Levy se frotó la barbilla.
—¿Quiere decir que mi abuelo estaba indicando una dirección solamente?
—Así debió de ser. No dijo que estuviera señalando hacia Shakespeare. Señaló, simplemente.
—Muy bien. Pero ¿hacia qué señalaba entonces? Él... él... —Cerró los ojos alisándose el bigote mientras se orientaba en la habitación de su casa—. ¿Hacia el puente Verrazano?
—Probablemente no, señor —dijo Henry—. Él señalaba en dirección de las Obras Completas. Su dedo se encontraba a un centímetro del libro. ¿Qué había detrás del libro, Sr. Levy?
—El estante. La madera de la estantería, y cuando sacamos el libro no había nada detrás. No había nada apretado contra la madera, si es eso lo que usted busca. Lo habríamos visto en seguida si hubiera habido cualquier cosa allí.
—¿Y detrás de las estanterías, señor?
—La pared.
—¿Y entre la pared y la estantería, señor?
Levy permaneció en silencio. Pensó por un momento y nadie interrumpió sus pensamientos.
—¿Hay teléfono aquí, Henry? —preguntó.
—Le traeré uno, señor.
Un instante después puso el aparato frente a Levy y lo enchufó. Levy marcó un número.

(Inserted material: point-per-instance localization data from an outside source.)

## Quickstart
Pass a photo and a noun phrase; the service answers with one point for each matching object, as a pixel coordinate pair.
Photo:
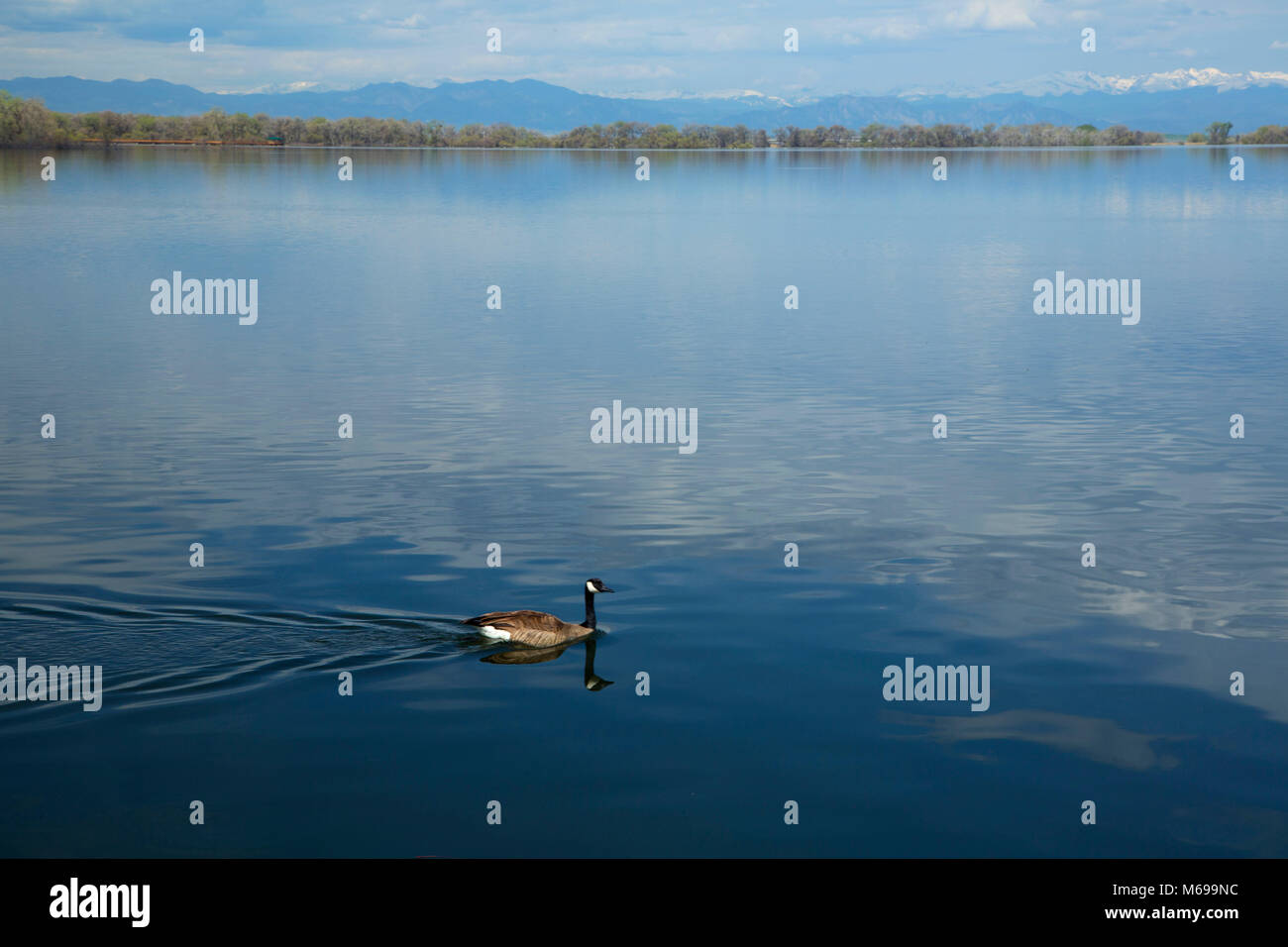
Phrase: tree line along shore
(29, 124)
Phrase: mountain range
(1170, 102)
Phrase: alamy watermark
(653, 425)
(179, 296)
(1087, 298)
(915, 682)
(81, 684)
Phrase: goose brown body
(537, 629)
(540, 629)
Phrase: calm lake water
(472, 427)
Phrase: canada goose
(537, 628)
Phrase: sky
(644, 48)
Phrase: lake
(747, 712)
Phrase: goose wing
(518, 621)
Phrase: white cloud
(992, 14)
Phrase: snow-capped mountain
(746, 97)
(1081, 81)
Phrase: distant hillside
(550, 108)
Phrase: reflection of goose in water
(535, 656)
(540, 629)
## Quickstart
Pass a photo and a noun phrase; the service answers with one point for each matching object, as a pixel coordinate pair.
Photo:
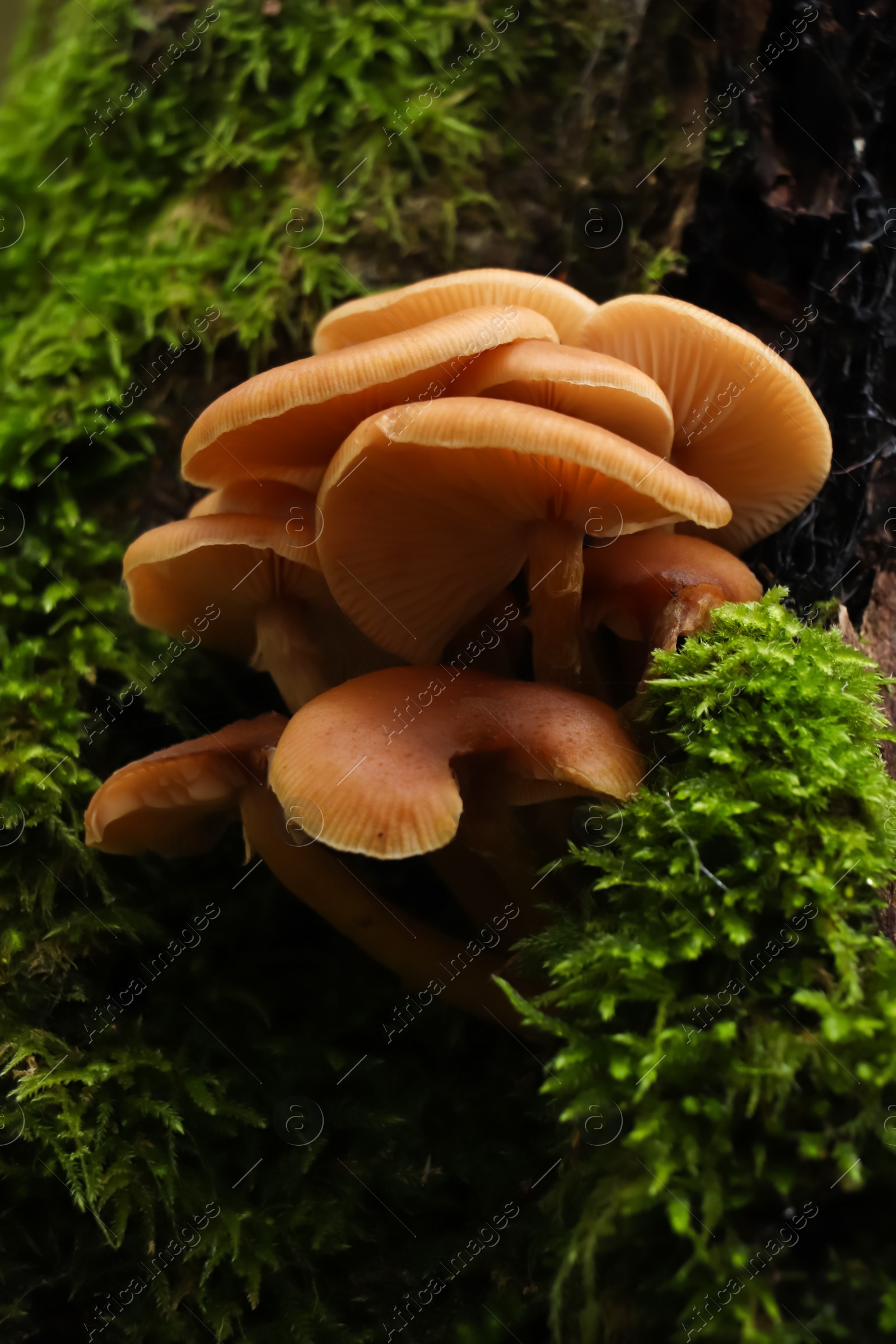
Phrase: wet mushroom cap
(575, 382)
(235, 562)
(745, 420)
(402, 310)
(295, 417)
(390, 792)
(430, 512)
(629, 582)
(182, 800)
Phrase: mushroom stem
(285, 651)
(405, 945)
(555, 596)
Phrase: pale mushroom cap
(429, 512)
(296, 416)
(237, 563)
(179, 801)
(276, 499)
(628, 582)
(575, 382)
(745, 420)
(393, 796)
(402, 310)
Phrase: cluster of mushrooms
(452, 536)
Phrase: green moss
(160, 261)
(726, 996)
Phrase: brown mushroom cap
(745, 420)
(629, 584)
(233, 561)
(250, 586)
(575, 382)
(390, 792)
(430, 512)
(277, 499)
(296, 416)
(182, 800)
(402, 310)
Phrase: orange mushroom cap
(250, 586)
(281, 499)
(235, 562)
(401, 310)
(390, 792)
(575, 382)
(631, 582)
(430, 512)
(295, 417)
(745, 420)
(182, 800)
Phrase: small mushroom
(284, 498)
(401, 310)
(745, 420)
(575, 382)
(182, 800)
(395, 761)
(262, 576)
(293, 418)
(432, 511)
(657, 586)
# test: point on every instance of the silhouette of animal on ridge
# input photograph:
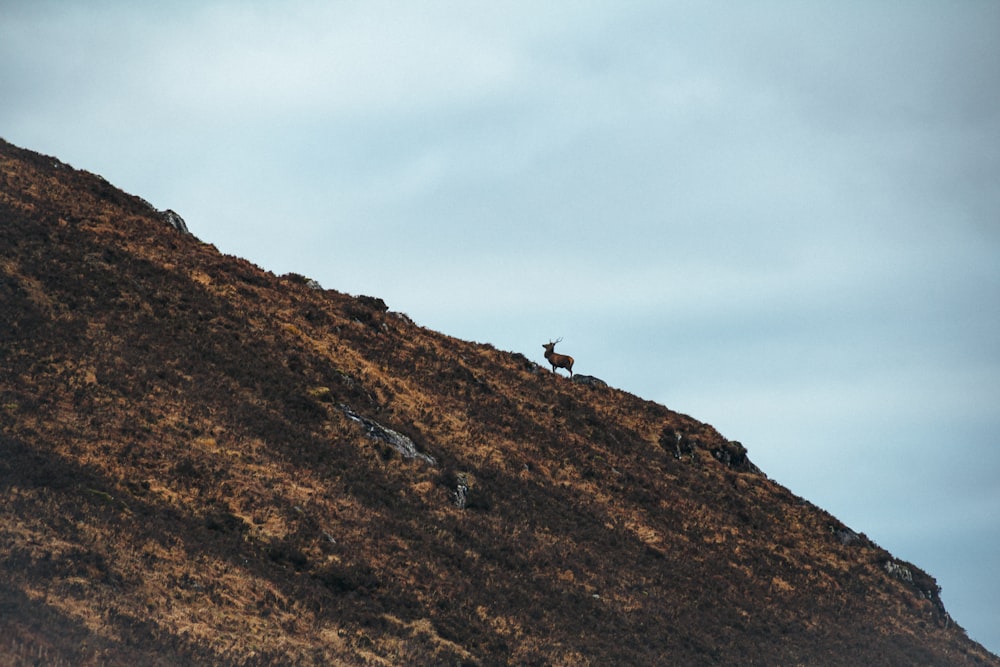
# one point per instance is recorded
(558, 360)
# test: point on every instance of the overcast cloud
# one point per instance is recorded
(782, 218)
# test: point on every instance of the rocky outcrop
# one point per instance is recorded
(174, 220)
(399, 442)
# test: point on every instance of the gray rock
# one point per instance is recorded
(589, 380)
(394, 439)
(174, 220)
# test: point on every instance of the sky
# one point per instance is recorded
(780, 218)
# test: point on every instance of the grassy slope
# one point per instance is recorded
(182, 484)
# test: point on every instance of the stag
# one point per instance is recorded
(558, 360)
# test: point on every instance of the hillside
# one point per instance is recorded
(205, 463)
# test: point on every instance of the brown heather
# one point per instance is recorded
(198, 466)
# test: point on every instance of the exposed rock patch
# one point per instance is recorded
(399, 442)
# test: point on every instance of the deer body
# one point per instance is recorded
(558, 360)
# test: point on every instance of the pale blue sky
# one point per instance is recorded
(781, 218)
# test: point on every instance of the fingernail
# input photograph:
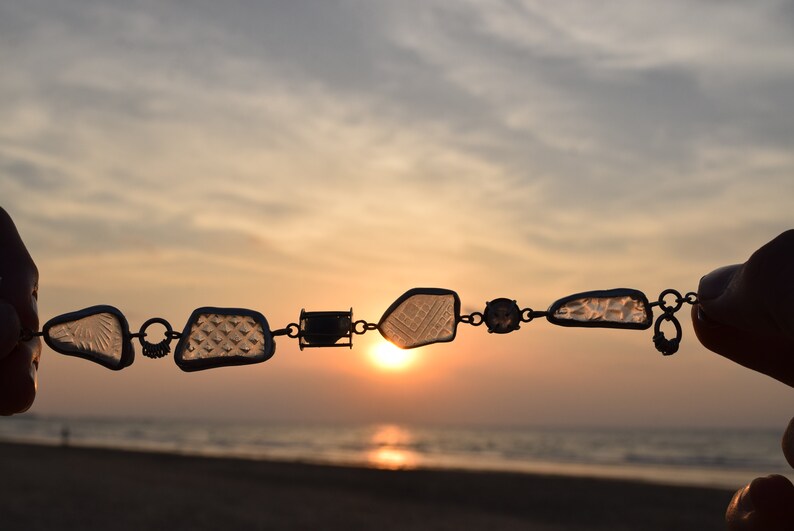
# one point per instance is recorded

—¡Hola, Julia! ¿Qué estás haciendo levantada tan tarde? Olvídate de la televisión y vete a la cama. Pero primero llama a mamá, querida... Hola, Caroline; habla Simon... Sí, lo estoy pasando bien; pero escúchame, Caroline, escúchame. ¿Te acuerdas de la estantería donde está Shakespeare? Sí, ese Shakespeare. Por supuesto. Sepárala de la pared... La estantería... Está bien, pero puedes sacar los libros de los estantes, ¿no? Sácalos todos, si es necesario, y ponlos en el suelo... No, no, separa simplemente el extremo de la estantería que está cerca de la puerta; sepárala unos pocos centímetros; solamente lo suficiente como para mirar detrás y dime si ves algo... Fíjate donde debió haber estado el libro de Shakespeare... Esperaré, sí.
Esperaron como congelados sin cambiar de posición. Levy estaba visiblemente pálido. Pasaron cerca de cinco minutos.
—¿Caroline? Está bien, cálmate. ¿Moviste...? Muy bien, muy bien. Pronto estaré allá. —Colgó el auricular y dijo—: Esto supera todo lo pensado. El viejo las había fijado en la parte posterior de las estanterías. Debe de haber movido ese mueble en algún momento que salimos. Me extraña que no haya tenido un ataque justo entonces.
—Fue Henry otra vez —dijo Gonzalo.
—El salario de un detective es de trescientos dólares, Henry —dijo Levy.
—El club me paga bien y los banquetes son un placer para mí, señor. No tengo necesidad de más —concluyó Henry.
Levy enrojeció levemente y cambió de tema.
—Pero ¿cómo descubrió el truco, cuando el resto de nosotros...?
—No fue difícil. El resto de ustedes agotó todas las pistas falsas y luego yo sugerí lo que restaba, simplemente.